Agent Workflows & Personas

Building four different agent architectures to solve the same problem - from simple loops to knowledge-dense approaches.

When building applications, I've found there's rarely one "correct" architecture. The same problem can be solved with radically different approaches, each with unique trade-offs in cost, speed, and quality.

I spent a week exploring this by building different agent architectures, all solving the same challenge: generate data visualizations using web components. Each architecture taught me something different about the trade-offs involved.

The Agentic Loop Foundation

Before diving into the personas, it's worth understanding the core pattern they all share. The runAgenticLoop function handles the Think -> Act -> Observe cycle that makes agents feel intelligent:

runAgenticLoop.ts
const runAgenticLoop = <TR extends Record<string, Tool.Any>>({
  chat,
  mailbox,
  toolkit,
  maxIterations = 12,
}: {
  chat: Chat.Service;
  mailbox: Mailbox.Mailbox<typeof ChatStreamPart.Type>;
  toolkit: Toolkit.WithHandler<TR>;
  maxIterations?: number;
}) =>
  Effect.iterate(
    {
      finishReason: "tool-calls",
      iteration: 0,
    },
    {
      while: (state) =>
        state.finishReason === "tool-calls" && state.iteration < maxIterations,
      body: (state) =>
        Effect.gen(function* () {
          const iteration = state.iteration + 1;
          yield* events.iterationStart(iteration);
 
          // Stream the chat response and process each part into the mailbox
          const finishReason = yield* Effect.gen(function* () {
            const events = createMailboxEvents(mailbox);
            const finishReasonRef = yield* Ref.make("stop");
            const toolParamsRef = yield* Ref.make(
              new Map<
                string,
                {
                  id: string;
                  name: string;
                  params: string;
                }
              >()
            );
 
            yield* chat
              .streamText({
                prompt: [],
                toolkit,
              })
              .pipe(
                Stream.runForEach(
                  // Process each part of the chat stream into the mailbox as needed
                  makePartToMailbox(events, finishReasonRef, toolParamsRef)
                ),
                Stream.runDrain
              );
 
            return yield* Ref.get(finishReasonRef);
          });
 
          return {
            finishReason,
            iteration,
          };
        }),
    }
  );

The key insight is that this loop is surprisingly simple - the complexity comes from how you configure it with different toolkits and system prompts.
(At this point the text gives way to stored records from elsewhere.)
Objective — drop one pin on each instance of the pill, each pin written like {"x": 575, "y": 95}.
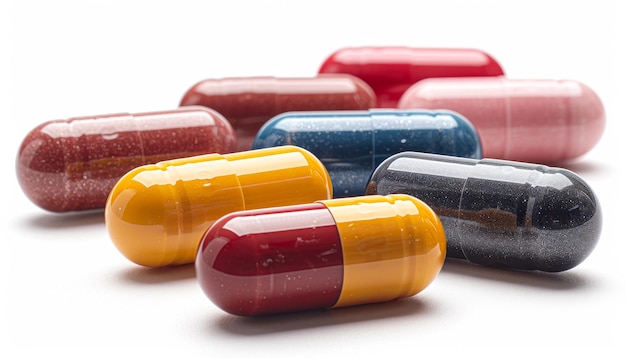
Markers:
{"x": 500, "y": 213}
{"x": 326, "y": 254}
{"x": 156, "y": 214}
{"x": 390, "y": 71}
{"x": 248, "y": 102}
{"x": 544, "y": 121}
{"x": 71, "y": 165}
{"x": 352, "y": 143}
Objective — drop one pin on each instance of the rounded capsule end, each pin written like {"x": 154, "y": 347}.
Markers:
{"x": 40, "y": 168}
{"x": 568, "y": 219}
{"x": 394, "y": 246}
{"x": 588, "y": 120}
{"x": 137, "y": 212}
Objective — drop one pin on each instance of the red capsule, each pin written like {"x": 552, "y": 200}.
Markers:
{"x": 391, "y": 70}
{"x": 249, "y": 102}
{"x": 328, "y": 254}
{"x": 71, "y": 165}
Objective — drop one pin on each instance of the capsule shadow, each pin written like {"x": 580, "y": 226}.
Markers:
{"x": 252, "y": 326}
{"x": 549, "y": 280}
{"x": 158, "y": 275}
{"x": 53, "y": 221}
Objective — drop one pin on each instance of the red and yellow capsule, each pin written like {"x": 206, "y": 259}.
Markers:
{"x": 331, "y": 253}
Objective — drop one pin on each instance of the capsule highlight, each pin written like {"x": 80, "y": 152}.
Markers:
{"x": 248, "y": 102}
{"x": 72, "y": 165}
{"x": 332, "y": 253}
{"x": 351, "y": 144}
{"x": 390, "y": 71}
{"x": 500, "y": 213}
{"x": 542, "y": 121}
{"x": 156, "y": 214}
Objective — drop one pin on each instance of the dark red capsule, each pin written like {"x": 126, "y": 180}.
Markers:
{"x": 71, "y": 165}
{"x": 248, "y": 260}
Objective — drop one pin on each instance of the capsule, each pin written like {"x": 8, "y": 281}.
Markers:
{"x": 390, "y": 71}
{"x": 500, "y": 213}
{"x": 327, "y": 254}
{"x": 248, "y": 102}
{"x": 352, "y": 143}
{"x": 71, "y": 165}
{"x": 156, "y": 214}
{"x": 544, "y": 121}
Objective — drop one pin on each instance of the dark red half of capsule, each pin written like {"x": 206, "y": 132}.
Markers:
{"x": 254, "y": 267}
{"x": 391, "y": 70}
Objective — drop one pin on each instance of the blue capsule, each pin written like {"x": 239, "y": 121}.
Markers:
{"x": 351, "y": 144}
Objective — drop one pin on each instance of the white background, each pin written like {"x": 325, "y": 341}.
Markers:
{"x": 66, "y": 291}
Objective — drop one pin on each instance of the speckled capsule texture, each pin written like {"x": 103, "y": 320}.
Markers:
{"x": 249, "y": 102}
{"x": 500, "y": 213}
{"x": 352, "y": 143}
{"x": 72, "y": 165}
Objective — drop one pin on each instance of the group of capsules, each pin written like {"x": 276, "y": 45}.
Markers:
{"x": 345, "y": 188}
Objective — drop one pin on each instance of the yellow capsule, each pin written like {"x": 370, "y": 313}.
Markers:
{"x": 156, "y": 214}
{"x": 327, "y": 254}
{"x": 393, "y": 247}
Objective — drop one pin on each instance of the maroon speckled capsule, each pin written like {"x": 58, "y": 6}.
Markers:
{"x": 249, "y": 102}
{"x": 72, "y": 165}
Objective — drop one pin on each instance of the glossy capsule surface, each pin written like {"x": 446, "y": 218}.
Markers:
{"x": 156, "y": 214}
{"x": 390, "y": 71}
{"x": 248, "y": 102}
{"x": 543, "y": 121}
{"x": 500, "y": 213}
{"x": 332, "y": 253}
{"x": 72, "y": 165}
{"x": 351, "y": 144}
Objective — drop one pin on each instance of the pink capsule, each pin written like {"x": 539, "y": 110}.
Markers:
{"x": 542, "y": 121}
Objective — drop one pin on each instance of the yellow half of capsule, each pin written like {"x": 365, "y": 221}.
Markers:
{"x": 393, "y": 247}
{"x": 156, "y": 214}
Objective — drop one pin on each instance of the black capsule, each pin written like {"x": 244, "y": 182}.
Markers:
{"x": 500, "y": 213}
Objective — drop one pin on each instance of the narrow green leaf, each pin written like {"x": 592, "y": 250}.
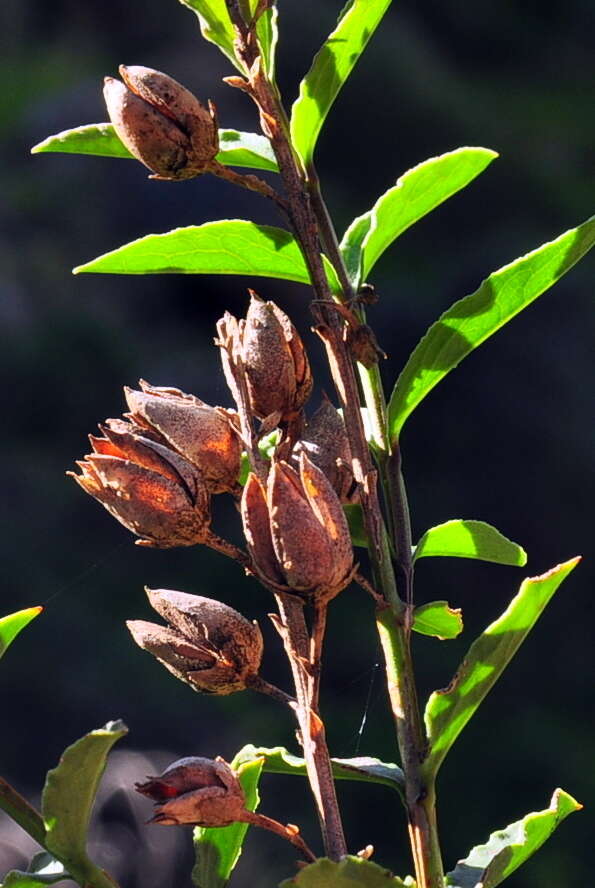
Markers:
{"x": 68, "y": 797}
{"x": 449, "y": 710}
{"x": 488, "y": 865}
{"x": 416, "y": 193}
{"x": 11, "y": 625}
{"x": 471, "y": 320}
{"x": 330, "y": 69}
{"x": 267, "y": 33}
{"x": 215, "y": 26}
{"x": 277, "y": 760}
{"x": 218, "y": 849}
{"x": 231, "y": 246}
{"x": 235, "y": 148}
{"x": 355, "y": 522}
{"x": 43, "y": 870}
{"x": 19, "y": 809}
{"x": 466, "y": 538}
{"x": 350, "y": 872}
{"x": 438, "y": 619}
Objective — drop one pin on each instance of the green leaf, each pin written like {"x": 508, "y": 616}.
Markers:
{"x": 416, "y": 193}
{"x": 350, "y": 872}
{"x": 355, "y": 522}
{"x": 215, "y": 26}
{"x": 466, "y": 538}
{"x": 267, "y": 33}
{"x": 438, "y": 619}
{"x": 330, "y": 69}
{"x": 68, "y": 797}
{"x": 43, "y": 870}
{"x": 471, "y": 320}
{"x": 11, "y": 625}
{"x": 21, "y": 811}
{"x": 277, "y": 760}
{"x": 218, "y": 849}
{"x": 449, "y": 710}
{"x": 100, "y": 139}
{"x": 231, "y": 246}
{"x": 488, "y": 865}
{"x": 266, "y": 446}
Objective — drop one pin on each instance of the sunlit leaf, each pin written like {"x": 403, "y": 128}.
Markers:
{"x": 436, "y": 618}
{"x": 235, "y": 148}
{"x": 488, "y": 865}
{"x": 330, "y": 69}
{"x": 231, "y": 246}
{"x": 277, "y": 760}
{"x": 350, "y": 872}
{"x": 11, "y": 625}
{"x": 416, "y": 193}
{"x": 68, "y": 797}
{"x": 466, "y": 538}
{"x": 19, "y": 809}
{"x": 43, "y": 870}
{"x": 215, "y": 26}
{"x": 218, "y": 849}
{"x": 449, "y": 710}
{"x": 355, "y": 522}
{"x": 471, "y": 320}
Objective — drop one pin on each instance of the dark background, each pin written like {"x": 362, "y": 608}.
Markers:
{"x": 504, "y": 439}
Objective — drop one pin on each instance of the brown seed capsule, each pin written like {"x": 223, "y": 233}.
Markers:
{"x": 204, "y": 792}
{"x": 151, "y": 490}
{"x": 305, "y": 541}
{"x": 274, "y": 360}
{"x": 203, "y": 435}
{"x": 162, "y": 123}
{"x": 326, "y": 444}
{"x": 207, "y": 644}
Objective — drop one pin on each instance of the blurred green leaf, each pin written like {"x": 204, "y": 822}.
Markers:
{"x": 330, "y": 69}
{"x": 218, "y": 849}
{"x": 68, "y": 797}
{"x": 449, "y": 710}
{"x": 350, "y": 872}
{"x": 488, "y": 865}
{"x": 43, "y": 870}
{"x": 230, "y": 246}
{"x": 466, "y": 538}
{"x": 436, "y": 618}
{"x": 11, "y": 625}
{"x": 471, "y": 320}
{"x": 235, "y": 148}
{"x": 277, "y": 760}
{"x": 416, "y": 193}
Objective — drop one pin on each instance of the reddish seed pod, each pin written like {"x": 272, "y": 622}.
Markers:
{"x": 161, "y": 122}
{"x": 207, "y": 644}
{"x": 194, "y": 790}
{"x": 296, "y": 531}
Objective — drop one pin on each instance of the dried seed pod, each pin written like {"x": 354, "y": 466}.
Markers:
{"x": 305, "y": 541}
{"x": 326, "y": 444}
{"x": 162, "y": 123}
{"x": 207, "y": 644}
{"x": 273, "y": 358}
{"x": 149, "y": 489}
{"x": 204, "y": 792}
{"x": 203, "y": 435}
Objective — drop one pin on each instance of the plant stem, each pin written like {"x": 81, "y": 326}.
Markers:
{"x": 316, "y": 755}
{"x": 394, "y": 621}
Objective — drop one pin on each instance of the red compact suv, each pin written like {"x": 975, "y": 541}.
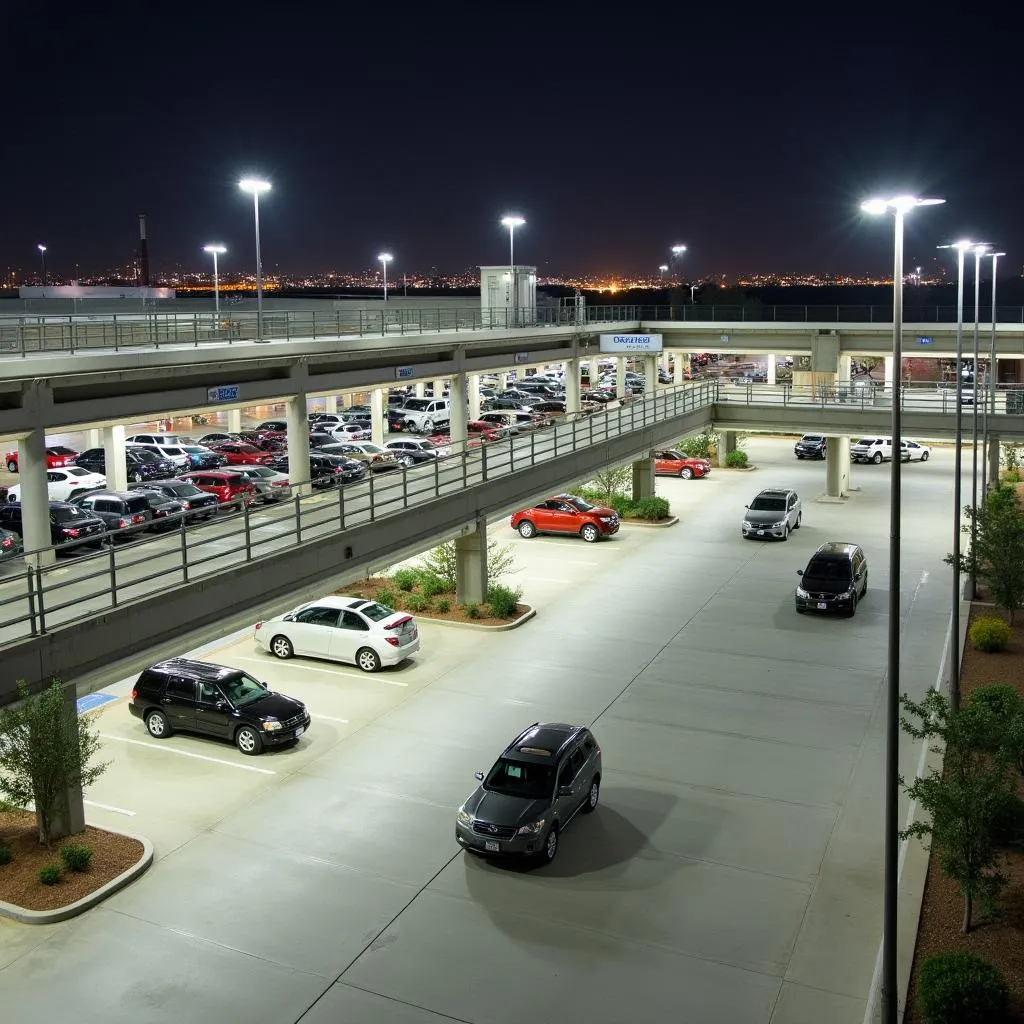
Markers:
{"x": 566, "y": 514}
{"x": 231, "y": 489}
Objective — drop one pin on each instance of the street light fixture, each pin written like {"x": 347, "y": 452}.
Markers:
{"x": 257, "y": 187}
{"x": 215, "y": 249}
{"x": 385, "y": 258}
{"x": 899, "y": 206}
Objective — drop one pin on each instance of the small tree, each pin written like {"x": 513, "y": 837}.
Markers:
{"x": 998, "y": 553}
{"x": 967, "y": 802}
{"x": 46, "y": 751}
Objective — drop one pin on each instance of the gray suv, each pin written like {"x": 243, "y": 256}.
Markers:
{"x": 774, "y": 512}
{"x": 546, "y": 775}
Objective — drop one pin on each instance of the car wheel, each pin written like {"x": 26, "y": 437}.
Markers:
{"x": 158, "y": 725}
{"x": 282, "y": 647}
{"x": 368, "y": 659}
{"x": 248, "y": 740}
{"x": 550, "y": 850}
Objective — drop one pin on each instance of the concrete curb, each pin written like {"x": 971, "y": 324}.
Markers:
{"x": 19, "y": 913}
{"x": 515, "y": 624}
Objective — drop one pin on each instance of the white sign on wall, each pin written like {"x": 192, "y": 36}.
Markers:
{"x": 624, "y": 344}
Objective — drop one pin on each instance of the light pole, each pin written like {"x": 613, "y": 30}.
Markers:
{"x": 257, "y": 186}
{"x": 385, "y": 258}
{"x": 899, "y": 206}
{"x": 989, "y": 387}
{"x": 215, "y": 250}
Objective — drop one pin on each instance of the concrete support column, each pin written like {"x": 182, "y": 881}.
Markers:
{"x": 471, "y": 565}
{"x": 643, "y": 478}
{"x": 35, "y": 495}
{"x": 726, "y": 443}
{"x": 298, "y": 443}
{"x": 378, "y": 402}
{"x": 838, "y": 467}
{"x": 572, "y": 372}
{"x": 114, "y": 457}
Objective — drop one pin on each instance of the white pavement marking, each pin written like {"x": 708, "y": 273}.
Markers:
{"x": 187, "y": 754}
{"x": 107, "y": 807}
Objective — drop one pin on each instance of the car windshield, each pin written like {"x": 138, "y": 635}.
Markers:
{"x": 765, "y": 503}
{"x": 243, "y": 689}
{"x": 828, "y": 568}
{"x": 521, "y": 778}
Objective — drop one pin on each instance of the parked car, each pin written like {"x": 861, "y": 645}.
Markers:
{"x": 566, "y": 514}
{"x": 61, "y": 484}
{"x": 70, "y": 525}
{"x": 342, "y": 629}
{"x": 231, "y": 489}
{"x": 673, "y": 463}
{"x": 198, "y": 504}
{"x": 119, "y": 510}
{"x": 57, "y": 456}
{"x": 548, "y": 773}
{"x": 775, "y": 512}
{"x": 811, "y": 446}
{"x": 836, "y": 579}
{"x": 185, "y": 695}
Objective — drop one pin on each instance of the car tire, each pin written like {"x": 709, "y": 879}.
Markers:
{"x": 157, "y": 725}
{"x": 368, "y": 659}
{"x": 249, "y": 740}
{"x": 282, "y": 647}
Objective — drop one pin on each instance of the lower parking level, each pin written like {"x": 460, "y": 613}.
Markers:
{"x": 731, "y": 872}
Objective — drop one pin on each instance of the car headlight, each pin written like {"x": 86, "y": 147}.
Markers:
{"x": 532, "y": 829}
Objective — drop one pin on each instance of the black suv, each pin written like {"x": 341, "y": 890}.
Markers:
{"x": 545, "y": 776}
{"x": 835, "y": 580}
{"x": 811, "y": 446}
{"x": 214, "y": 700}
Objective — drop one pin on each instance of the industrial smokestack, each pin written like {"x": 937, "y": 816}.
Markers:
{"x": 143, "y": 253}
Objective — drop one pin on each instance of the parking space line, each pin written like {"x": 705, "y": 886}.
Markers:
{"x": 187, "y": 754}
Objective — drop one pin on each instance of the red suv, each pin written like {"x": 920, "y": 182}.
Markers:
{"x": 566, "y": 514}
{"x": 231, "y": 489}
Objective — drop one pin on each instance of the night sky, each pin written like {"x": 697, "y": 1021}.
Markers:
{"x": 751, "y": 139}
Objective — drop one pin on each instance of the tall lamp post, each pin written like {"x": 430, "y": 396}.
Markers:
{"x": 257, "y": 187}
{"x": 215, "y": 250}
{"x": 899, "y": 206}
{"x": 385, "y": 258}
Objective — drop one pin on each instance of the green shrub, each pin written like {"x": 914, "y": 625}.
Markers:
{"x": 406, "y": 580}
{"x": 651, "y": 508}
{"x": 989, "y": 633}
{"x": 76, "y": 857}
{"x": 962, "y": 988}
{"x": 504, "y": 601}
{"x": 50, "y": 875}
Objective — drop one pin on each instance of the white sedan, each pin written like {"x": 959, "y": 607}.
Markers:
{"x": 62, "y": 484}
{"x": 342, "y": 629}
{"x": 912, "y": 452}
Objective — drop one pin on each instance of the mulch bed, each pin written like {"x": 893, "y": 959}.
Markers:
{"x": 112, "y": 854}
{"x": 1000, "y": 941}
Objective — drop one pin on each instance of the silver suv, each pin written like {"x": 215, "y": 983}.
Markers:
{"x": 774, "y": 512}
{"x": 546, "y": 775}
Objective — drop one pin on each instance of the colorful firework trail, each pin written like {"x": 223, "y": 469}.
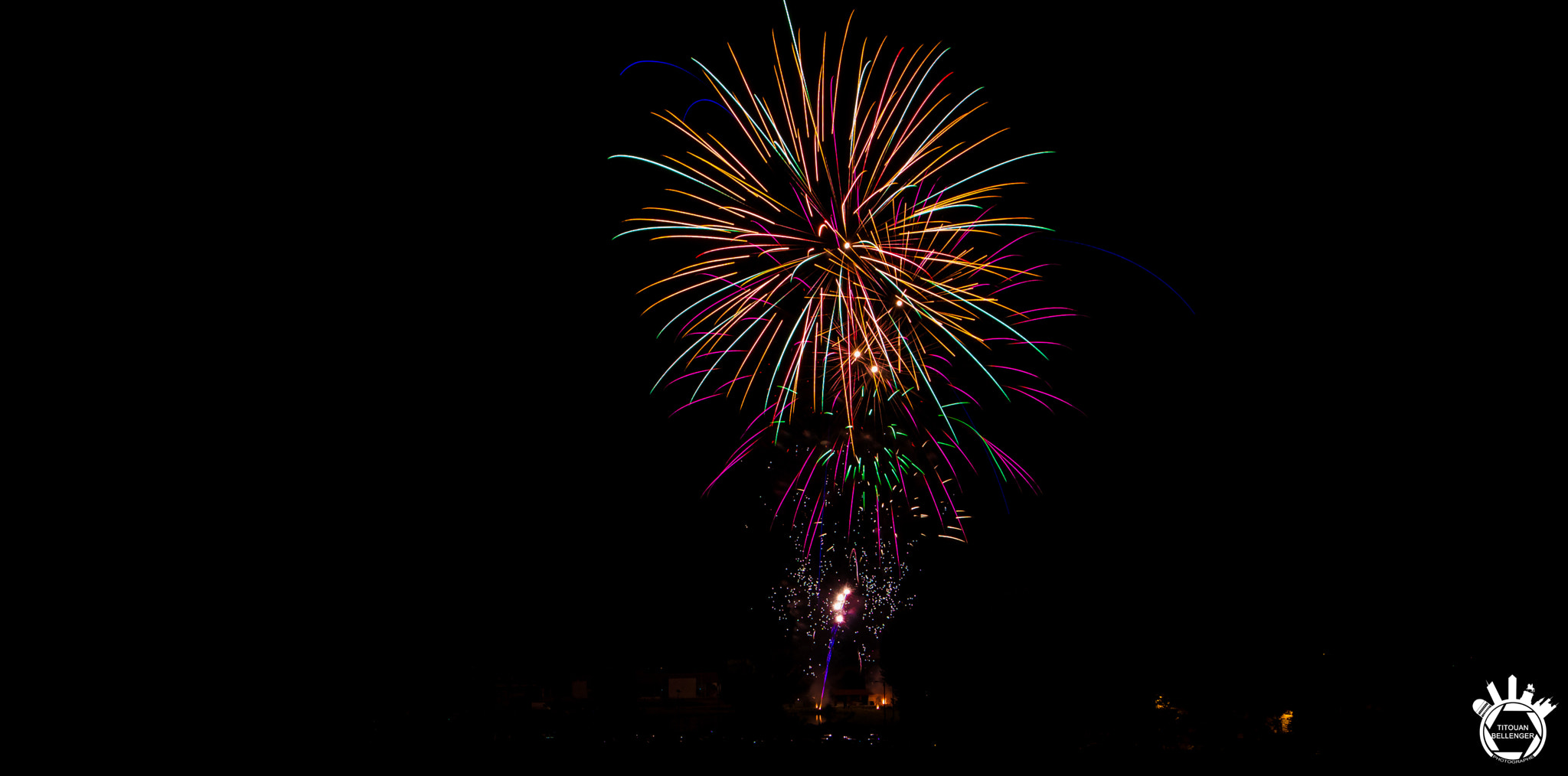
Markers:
{"x": 848, "y": 275}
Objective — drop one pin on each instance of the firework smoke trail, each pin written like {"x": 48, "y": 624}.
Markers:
{"x": 842, "y": 282}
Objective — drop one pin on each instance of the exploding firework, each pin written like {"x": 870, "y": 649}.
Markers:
{"x": 848, "y": 285}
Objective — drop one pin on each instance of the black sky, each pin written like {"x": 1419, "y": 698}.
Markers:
{"x": 505, "y": 491}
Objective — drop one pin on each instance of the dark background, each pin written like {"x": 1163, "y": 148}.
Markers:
{"x": 1255, "y": 508}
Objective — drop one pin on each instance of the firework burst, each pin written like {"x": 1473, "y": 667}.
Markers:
{"x": 851, "y": 273}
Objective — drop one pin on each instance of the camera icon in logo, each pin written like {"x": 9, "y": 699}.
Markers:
{"x": 1514, "y": 729}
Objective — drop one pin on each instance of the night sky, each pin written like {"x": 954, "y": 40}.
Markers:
{"x": 1247, "y": 491}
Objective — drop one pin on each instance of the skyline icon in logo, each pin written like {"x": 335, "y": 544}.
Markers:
{"x": 1514, "y": 729}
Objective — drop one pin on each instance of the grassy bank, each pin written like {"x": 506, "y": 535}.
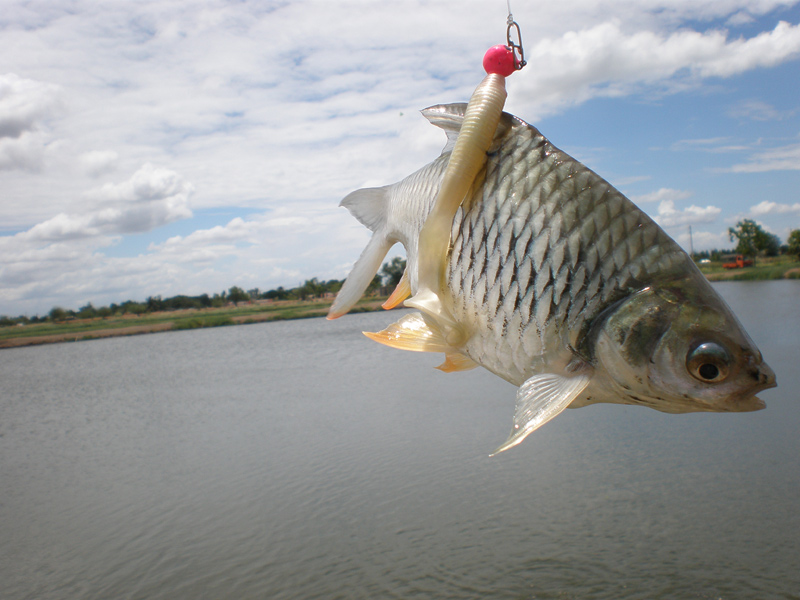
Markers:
{"x": 87, "y": 329}
{"x": 779, "y": 267}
Each persona is essentially a different configuration of this same core loop.

The Four Personas

Over a week of experimentation, I explored four distinct personas, each representing a different approach to context and tool use:

  1. The Craftsman - Tool-assisted chart builder with agentic loops
  2. The Vega - Minimal architecture using a simplified json specs
  3. The Oracle - All-knowing expert with full documentation in cache
  4. The Librarian - Resource retrieval specialist with on-demand docs

Each persona demonstrates a different balance between context size, tool reliance, and iteration count.

Simple Workflows

The Craftsman: Tool-Enforced Workflow

The Craftsman uses an agentic loop with structured tools, forcing all chart generation through deterministic function calls rather than direct markup writing.

Craftsman.ts
const craftsman = Effect.fn("craftsman")(function* (
  history: Array<Prompt.Message>
) {
  const mailbox = yield* Mailbox.make<typeof ChatStreamPart.Type>();
  const systemMessage = String.stripMargin(`
      |You are The Craftsman - a master builder who creates with tools, not by hand.
      |
      |## Your Character
      |You're a workshop artisan who takes pride in the craft. You "forge" visualizations, "shape" data, and "assemble" components. 
      |You narrate what you're building as you work: "Let me forge that bar chart..." or "I'll craft those axes now..."
      |You're satisfied when things come together: "Nicely crafted!", "Solid build!", "That came out clean!"
      |...
      `);
 
  // Fork the agentic loop to run in background
  yield* Effect.forkScoped(
    Effect.gen(function* () {
      const chat = yield* Chat.fromPrompt(
        Prompt.make(history).pipe(Prompt.setSystem(systemMessage))
      );
 
      const toolkit = yield* CraftsmanToolkit;
 
      yield* runAgenticLoop({
        chat,
        mailbox,
        toolkit,
      });
    }).pipe(Effect.ensuring(mailbox.end))
  );
 
  return mailbox;
});

The Craftsman gave me great transparency since every tool call is visible, but it's expensive in tokens when 12 iterations add up. On the positive side, it's self-healing and can retry with different approaches, and debugging is easier since tool calls are explicit. I found myself preferring this pattern when I needed to understand exactly what the agent was doing.

The JSON Schema Challenge

My first approach was to use generateObject from @effect/ai to create JSON Schema definitions for web components. I thought a whole API could be described in the schema and the LLM could use this as sort of an API spec. However I quickly discovered that the token limit for such a schema was around 23k tokens, which for any real world application would be far too limiting.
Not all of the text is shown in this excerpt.